Ama onu çağdaşı diğer güzel film oyuncusu kadınlardan ayıran şey zekâsıydı.
Kendisini aşağılayan, alçaltan ve kontrolü altına alıp ezmek isteyen Hollywood’un kalıplaşmış kurallarına isyan eden bir karakterdi.
Sanatının zirvesindeyken, İtalya’da, Stromboli’nin çekimi sırasında yönetmen Roberto Rossellini’ye âşık oldu ve kocası ile kızını terk etti. (Günümüzün önemli oyuncularından İsabella Rossellini, bu ikinci evliliğinden doğan kızıdır.)

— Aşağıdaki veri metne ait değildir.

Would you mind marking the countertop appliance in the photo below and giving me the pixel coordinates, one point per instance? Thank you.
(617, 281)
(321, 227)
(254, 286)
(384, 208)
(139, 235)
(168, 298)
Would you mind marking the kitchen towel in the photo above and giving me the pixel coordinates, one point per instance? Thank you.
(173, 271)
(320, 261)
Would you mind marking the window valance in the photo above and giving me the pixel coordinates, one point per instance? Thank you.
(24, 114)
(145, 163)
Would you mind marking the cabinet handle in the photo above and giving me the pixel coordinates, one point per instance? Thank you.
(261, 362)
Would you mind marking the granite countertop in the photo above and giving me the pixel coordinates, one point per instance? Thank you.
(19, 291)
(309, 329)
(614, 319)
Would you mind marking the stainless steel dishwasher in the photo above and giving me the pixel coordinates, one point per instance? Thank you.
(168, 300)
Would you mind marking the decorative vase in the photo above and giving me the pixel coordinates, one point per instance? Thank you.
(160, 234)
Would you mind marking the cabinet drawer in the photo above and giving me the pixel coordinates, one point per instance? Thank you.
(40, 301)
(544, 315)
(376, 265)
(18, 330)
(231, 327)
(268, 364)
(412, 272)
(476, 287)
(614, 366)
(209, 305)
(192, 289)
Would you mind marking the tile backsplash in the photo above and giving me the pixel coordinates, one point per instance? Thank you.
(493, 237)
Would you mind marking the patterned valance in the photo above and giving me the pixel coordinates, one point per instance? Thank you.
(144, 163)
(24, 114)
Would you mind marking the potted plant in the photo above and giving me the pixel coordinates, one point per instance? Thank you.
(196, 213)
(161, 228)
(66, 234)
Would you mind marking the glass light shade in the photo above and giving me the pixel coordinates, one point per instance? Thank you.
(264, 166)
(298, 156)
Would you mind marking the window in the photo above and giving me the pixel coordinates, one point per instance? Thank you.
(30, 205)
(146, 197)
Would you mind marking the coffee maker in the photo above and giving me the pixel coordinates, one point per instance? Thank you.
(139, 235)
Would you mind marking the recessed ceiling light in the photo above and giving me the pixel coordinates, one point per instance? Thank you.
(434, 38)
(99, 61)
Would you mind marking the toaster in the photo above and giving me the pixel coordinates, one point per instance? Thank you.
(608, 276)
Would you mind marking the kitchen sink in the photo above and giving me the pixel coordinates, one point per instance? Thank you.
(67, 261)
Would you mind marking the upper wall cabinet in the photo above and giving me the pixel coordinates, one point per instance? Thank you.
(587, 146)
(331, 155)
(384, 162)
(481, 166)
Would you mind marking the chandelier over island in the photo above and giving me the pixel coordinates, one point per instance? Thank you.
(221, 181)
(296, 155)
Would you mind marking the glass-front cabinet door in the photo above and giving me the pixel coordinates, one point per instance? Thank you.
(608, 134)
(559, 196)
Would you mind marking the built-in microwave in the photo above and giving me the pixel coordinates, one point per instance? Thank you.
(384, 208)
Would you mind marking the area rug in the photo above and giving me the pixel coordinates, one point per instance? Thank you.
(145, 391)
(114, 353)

O yılların muhafazakâr Amerika’sında yeni sevgilisinden hamile kalarak çocuğunu terk eden bir kadının, Hollywood’da barınmasına artık olanak yoktur deniliyordu.
İyice yaşlandığında o günleri şöyle değerlendirecekti:
“Önce azizelikten fahişeliğe düştüm, sonra tekrar azizeliğe yükseldim. Üstelik bunların hepsini bir ömre sığdırdım.”
Ama o direndi, oynamak istemediği hiçbir rolü filmlerinde oynamadığı gibi, kendi hayatında da oynamadı.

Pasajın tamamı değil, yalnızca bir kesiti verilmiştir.